On a personal note, I began to advocate for the gastroparesis community shortly after my diagnosis (February 2014), upon joining an online support group where members shared stories of their struggle to be heard, understood, and cared for, by not only their loved ones, but also by segments of the medical community blind to the nature of this illness and the requirements of this population.  It quickly became clear to me that many of us felt stigmatized and abandoned and were in desperate need of proper care, and, so, I decided I could not remain on the sidelines and do nothing or listen to people who told me I could not make a difference.  I decided to “be bold” for the people in my community who feel as if they have no control over their circumstances and to serve as a voice for those who sometimes feel voiceless. I have since been joined by many others who share that desire to make a difference and that passion for change.

Collectively, we fight for all involved in our care – loved ones, medical professionals, insurance and pharmaceutical companies, and policymakers – to work together for our good.  We wish to be valued as the unique individuals we are, to be believed, and to be treated with compassion and dignity by all who touch our lives.  Further, we push for those in power to respect the seriousness of our illness, acknowledge the hardships that flow from it, fund research, support education and awareness, and recognize gastroparesis as the debilitating condition we know it can often be.
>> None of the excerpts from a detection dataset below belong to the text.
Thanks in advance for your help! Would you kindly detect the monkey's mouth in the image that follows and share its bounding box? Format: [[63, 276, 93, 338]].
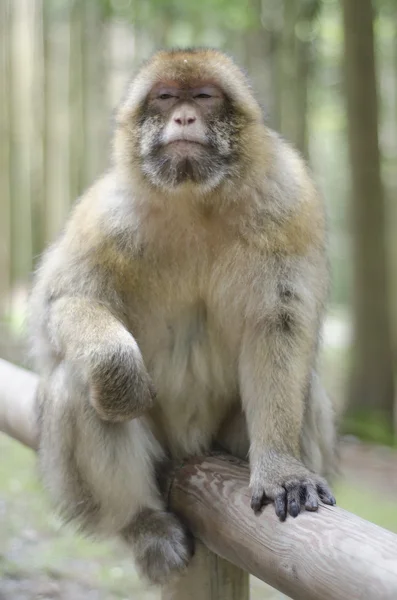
[[164, 138, 207, 149]]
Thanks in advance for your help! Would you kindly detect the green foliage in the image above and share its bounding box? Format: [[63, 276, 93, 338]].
[[342, 409, 397, 447]]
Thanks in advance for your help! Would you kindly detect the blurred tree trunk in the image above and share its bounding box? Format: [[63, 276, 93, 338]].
[[0, 0, 11, 319], [7, 0, 33, 284], [83, 2, 110, 186], [342, 0, 393, 434], [69, 0, 87, 202], [32, 0, 51, 260], [278, 0, 321, 158], [238, 0, 280, 129]]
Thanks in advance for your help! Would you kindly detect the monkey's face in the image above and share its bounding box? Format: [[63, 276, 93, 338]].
[[139, 81, 239, 189], [114, 49, 263, 193]]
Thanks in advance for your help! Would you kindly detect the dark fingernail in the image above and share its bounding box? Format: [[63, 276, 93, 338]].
[[274, 497, 287, 521], [323, 496, 336, 506], [289, 500, 299, 518], [251, 495, 262, 513]]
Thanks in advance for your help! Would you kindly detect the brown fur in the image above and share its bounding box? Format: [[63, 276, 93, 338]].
[[31, 50, 334, 582]]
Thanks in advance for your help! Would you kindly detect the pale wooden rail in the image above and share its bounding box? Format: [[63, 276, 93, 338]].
[[0, 360, 397, 600]]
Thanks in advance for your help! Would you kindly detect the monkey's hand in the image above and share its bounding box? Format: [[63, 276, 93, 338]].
[[90, 346, 155, 423], [250, 451, 335, 521]]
We work toward a healthcare system comprised of doctors/specialists who are informed about our illness, who are near enough and plentiful enough that we need not travel long distances for treatment, and who are readily available for appointments, so our care is not delayed. We seek physicians who acknowledge our humanity and respect our individual wishes and goals, who are willing to help us understand our care options and collaborate with each other and us to find treatment plans which improve our quality of life, as we define it, rather than abandoning us because we are "too complex" and there is "nothing more" they can do.

We urge researchers and pharmaceutical companies to search diligently for innovative, safe, effective, and affordable treatments and cures – and we call for adequate funding of such pursuits.  We implore the FDA to streamline processes and expedite new drug approvals, and we ask our insurance companies to cover treatments which we know from personal experience help with our symptoms.  We fight to be free to make our own choices and to weigh the risks of medications and therapies for ourselves.

We beseech our loved ones to look upon us with compassion and treat us gently, to believe this illness impacts our lives in meaningful and significant ways, and to respect and accommodate our very real physical limitations.  We ask for their kindness, patience, and support, for their listening ears and accepting hearts, and for their assistance in spreading awareness. 

We demand nothing short of a world in which all involved in our care are educated about our illness, comprehend its impact on our lives, offer support, respect our right to self-determination, aid in spreading awareness of our disease, and assist us in getting the help we so desperately need. We hunger for the day where we are no longer overlooked, unknown, taken for granted, mocked, or mistreated, but, rather, where we are heard, cared for, and valued by all those who hold the power to spread our message and transform our care.

We in the gastroparesis community face daunting challenges, but we are not without hope, passion, ability, or recourse!  We encourage providers, patients, patient groups, family and friends, and the public to educate others about this life-altering chronic illness.  And this August, we invite you to join our #BeBold4GP campaign, as we stand up, speak out, and fight to raise awareness in our quest for better treatments and, ultimately, a cure. (Please see our video presentation at https://youtu.be/n7Db1UWgcXM.) 

#BeBold4GP and help us usher in the changes we seek!